Brandschutz im Stahlbau: Was wirklich dahintersteckt – und warum er oft teurer geplant wird als nötig
Stahl gilt als Problemkind beim Brandschutz. Das stimmt – aber nur zur Hälfte. Was die Norm wirklich fordert, wo unnötige Kosten entstehen und wie durchdachte Planung den Unterschied macht.
RST Stahlbau GmbH • Lesedauer: ca. 9 Minuten •Stahlbau industrieStahlkonstruktionPlanung
Wer ein Industriegebäude in Stahlbauweise plant, bekommt früher oder später dieselbe Frage zu hören: Und was ist mit dem Brandschutz? Gemeint ist fast immer: Stahl verträgt Hitze schlecht, kostet deshalb viel Schutzaufwand, und Beton ist da einfacher.
An dieser Einschätzung ist etwas dran. Aber sie ist unvollständig – und sie führt in der Praxis regelmäßig dazu, dass Brandschutzanforderungen zu hoch angesetzt, falsche Beschichtungssysteme gewählt und am Ende zu viel Geld ausgegeben wird.
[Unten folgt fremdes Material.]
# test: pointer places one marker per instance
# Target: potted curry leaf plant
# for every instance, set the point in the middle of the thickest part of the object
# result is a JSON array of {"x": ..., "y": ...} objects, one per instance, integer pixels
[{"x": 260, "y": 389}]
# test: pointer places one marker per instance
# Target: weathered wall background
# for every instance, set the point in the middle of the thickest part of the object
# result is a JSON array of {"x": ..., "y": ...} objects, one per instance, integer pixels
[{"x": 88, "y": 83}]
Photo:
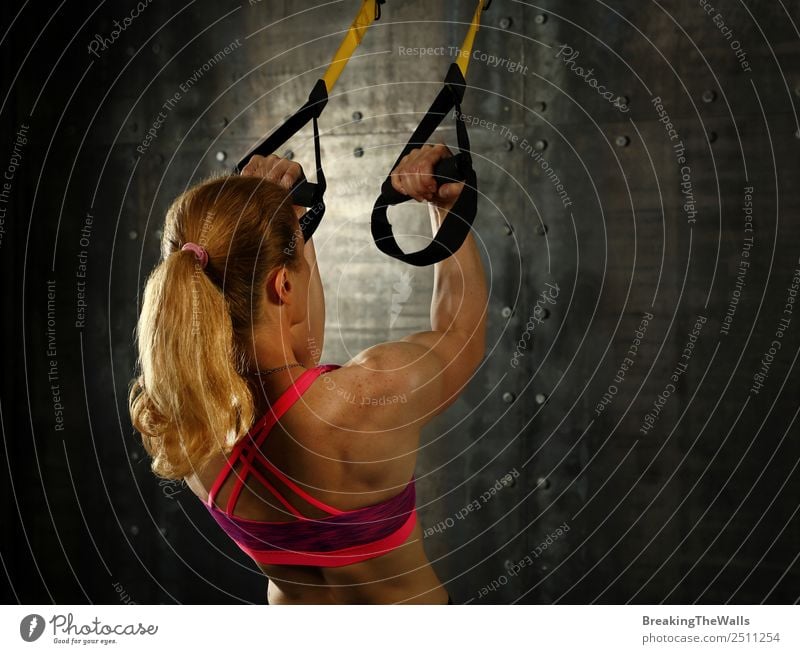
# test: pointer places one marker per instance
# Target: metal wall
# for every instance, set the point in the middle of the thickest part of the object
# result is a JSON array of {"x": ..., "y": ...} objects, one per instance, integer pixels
[{"x": 615, "y": 446}]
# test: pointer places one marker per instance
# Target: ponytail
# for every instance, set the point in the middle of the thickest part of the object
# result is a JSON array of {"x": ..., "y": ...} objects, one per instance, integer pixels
[{"x": 191, "y": 401}]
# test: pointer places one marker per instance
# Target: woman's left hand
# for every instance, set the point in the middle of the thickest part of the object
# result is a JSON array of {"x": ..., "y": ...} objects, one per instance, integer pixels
[{"x": 279, "y": 171}]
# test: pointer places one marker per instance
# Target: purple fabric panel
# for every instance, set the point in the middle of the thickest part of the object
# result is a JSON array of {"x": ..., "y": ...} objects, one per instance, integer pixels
[{"x": 356, "y": 527}]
Manchmal ohne jeden sicherheitstechnischen Mehrwert.
Dieser Beitrag erklärt, wie Brandschutz im Stahlbau tatsächlich funktioniert, was die Norm wirklich verlangt – und warum frühzeitige, ingenieurtechnische Planung den Unterschied zwischen einem wirtschaftlichen und einem überteuerten Bauwerk macht.
Warum Stahl beim Brandschutz im Nachteil ist
Der physikalische Grund ist paradox: Stahl ist ein so guter Baustoff, dass er zum Problem wird. Weil er wenig Material braucht, um viel Last zu tragen, entstehen dünne Querschnitte. Dünne Querschnitte erwärmen sich schnell. Und bei Temperaturen oberhalb von etwa 500 Grad Celsius verliert Stahl einen erheblichen Teil seiner Festigkeit – das Tragwerk wird instabil.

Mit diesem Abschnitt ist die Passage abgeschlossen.